In the report, released earlier this month, average hourly earnings rose by 4.1% year over year in March — a slower rate than in the last few years — the unemployment rate wasn't too high, and there was strong job growth with 303,000 jobs added. In addition to the growth seen in January and February, these monthly job gains suggest the labor market has been strong so far this year.

Even with this positive data, inflation crept up in March. Jerome Powell, the chair of the Federal Reserve, said he needs to see more consistent proof that the economy is moving in the right direction before cutting interest rates, stressing that it's best to hold off rather than cut too early and risk having to hike rates again.

Both the consumer price index and the personal consumption expenditures price index — key inflation indicators — increased in March, with the CPI rising 3.5% year over year after notching 3.2% in February.

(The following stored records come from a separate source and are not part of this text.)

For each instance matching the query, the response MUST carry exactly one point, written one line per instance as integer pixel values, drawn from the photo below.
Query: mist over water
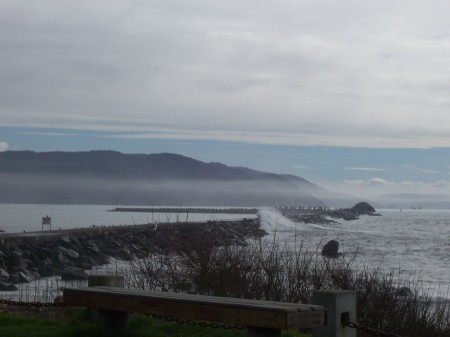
(412, 244)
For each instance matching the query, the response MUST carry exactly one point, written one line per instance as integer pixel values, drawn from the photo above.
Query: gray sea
(412, 244)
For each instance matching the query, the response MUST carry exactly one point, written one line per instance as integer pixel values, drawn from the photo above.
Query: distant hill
(114, 178)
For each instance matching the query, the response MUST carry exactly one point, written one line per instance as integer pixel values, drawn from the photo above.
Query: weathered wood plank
(264, 314)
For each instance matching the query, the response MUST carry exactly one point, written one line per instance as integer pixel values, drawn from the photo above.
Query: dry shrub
(268, 270)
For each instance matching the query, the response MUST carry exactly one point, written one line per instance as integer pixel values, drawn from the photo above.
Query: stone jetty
(26, 257)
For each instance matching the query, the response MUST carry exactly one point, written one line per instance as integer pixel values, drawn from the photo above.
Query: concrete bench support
(337, 302)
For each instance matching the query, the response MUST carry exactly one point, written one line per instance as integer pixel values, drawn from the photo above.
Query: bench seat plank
(264, 314)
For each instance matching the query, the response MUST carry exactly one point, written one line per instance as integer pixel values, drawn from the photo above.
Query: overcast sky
(272, 85)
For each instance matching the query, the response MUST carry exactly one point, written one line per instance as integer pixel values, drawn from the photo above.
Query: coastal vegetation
(268, 270)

"The recent data have clearly not given us greater confidence and instead indicate that it's likely to take longer than expected to achieve that confidence," Powell said during a panel discussion in Washington in April.

A report from the Bureau of Economic Analysis on GDP, released Thursday, found that the US economy has continued to slow. Real GDP growth increased at an annualized rate of 1.6% in the first quarter of 2024 — cooler than the 2.5% forecast.

Since inflation is still above the Fed's 2% target, it looks like rate cuts might not come until the second half of 2024. The CME FedWatch Tool estimated there's an 88.4% chance that rates will remain steady after the Fed's next meeting in June, with just an 11.3% chance of a rate cut.

"Right now, given the strength of the labor market and progress on inflation so far, it's appropriate to allow restrictive policy further time to work," Powell said during the April panel discussion. His cautious remarks have some economists predicting that cuts will likely not come until July at the earliest.

"With Powell indicating the Fed should allow restrictive policy further time to work and a clear majority of policymakers favoring two or fewer rate cuts, we expect only two 25 bps rate cuts in 2024 in July and November," Gregory Daco, EY's chief economist, said in a recent commentary.

Still, some Democratic lawmakers have been urging Powell to consider cutting rates sooner to provide relief to Americans who are struggling with high prices and sky-high mortgage and credit-card rates. Ahead of the FOMC's March decision to hold rates steady, a group of 23 Democrats said Powell should "seriously consider the harmful economic consequences of maintaining excessively high interest rates for an unnecessarily long period of time."

"With inflation already having come into line with the Federal Reserve's target, today's excessively contractionary monetary policy needlessly worsens housing market imbalances and the unaffordability of home ownership, creates risks for banking stability, and could threaten the achievements of strong employment and wage growth and its attendant reductions in economic and racial inequalities," the letter from the group of Democrats said.

For now, Powell is proceeding cautiously — and it'll likely mean rate cuts will not come until the second half of this year.

"Despite evidence that economic growth is beginning to slow, the Federal Reserve isn't as close to cutting interest rates as they thought they might be at their last meeting in March," Greg McBride, the chief financial analyst for Bankrate, said in a statement. "Inflation has continued to run hot and there is no compelling need for the Fed to cut interest rates until they're comfortable with where inflation is headed."